Why are the concepts of a query language different than SQL, loose typing, flexible schemas, horizontal scalability, and a lack of joins all conflated as being the same thing- "nosql".


To me, a major important thing about NoSql is the predictable behavior (because all queries are simple and there is no "query optimizer").

If I could ensure SQL never using index/table scans and make it fail without proper indexes it would be a major help.


How not having a query optimizer makes queries more predictable? It makes them slower for sure, but not more predictable.

Indeed, I find NoSQL very unpredictable. When your query hits and index, the query goes well. When not, you usually end up doing a whole database scan. Plus you usually cannot use more than one index for a given query, and some NoSQL require an index just for ordering....


I want my queries to always behave the same and fail without an index.

(you can't have a reliable system with random behavior where system drops to table scans when statistics are incomplete or something)

And yes, ordering requires an index.


I understand you want to be in "control" of how exactly a query is beeing executed (what indices it uses). There is a lot to be said about query optimization but it is not "random". My guess is that most queries can be optimized automatically and it shows that sometimes indices are not even needed (see https://robots.thoughtbot.com/why-postgres-wont-always-use-a...) whereas the "manual" approach would always use an index.

In PostgreSQL if you want to know what indices are used by a query, just ask the system using an EXPLAIN ANALYZE query and if it does not use any indices, create them (or live with the performance).

Also there are "Index-only scans" which I do not know much about but may well fit your approach: https://wiki.postgresql.org/wiki/Index-only_scans

So to summarize: automatic index selection is not random and slow queries can be identified pretty easy.


> I want my queries to always behave the same and fail without an index.

So I take it you are not using any kind of cache in your memory hierarchy?


This exactly where I observe MSSQL dropping to table scans too soon. If indexes are cached (or when using a ssd), they will be much faster for many many records than a table scan (which will always require disk access in a realistic scenario).

I agree that table scan will be faster if I need a large percentage of the table (more than can be cached).


There are many queries for which using an index is a worse query plan than running them with it.
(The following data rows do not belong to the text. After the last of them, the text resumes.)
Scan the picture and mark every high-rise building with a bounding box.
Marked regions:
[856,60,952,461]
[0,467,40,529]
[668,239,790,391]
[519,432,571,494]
Indexes are not silver-bullet.

Plus having queries to fail if not use an index... seems worse than just having slower (if that would be the case) queries.


I do think it matters where and how you store your data, but I really like how he puts it simple, is not a battle between to opposing sides, simply there is a need for a data store that is not that structured, it is much simplier to prototype and achieve an mvp with a NoSQL Storage, but once you are in the real world you need to provide some type of guarantee to your users, in terms of data integrity.

In my opinion everybody needs to understand the differences and use each when it is the most convenient, use the best tool for the right job.

But maybe we will start to see some type of mixup between this two systems, because as he mentions in the article, OpenSource is driving the future of the databases, and due to this, the databases of the future would be more dynamic and more synchronized to the needs of the developer.


It doesn't matter where you store your data, as long as you always remember that the data you store is the value of your enterprise.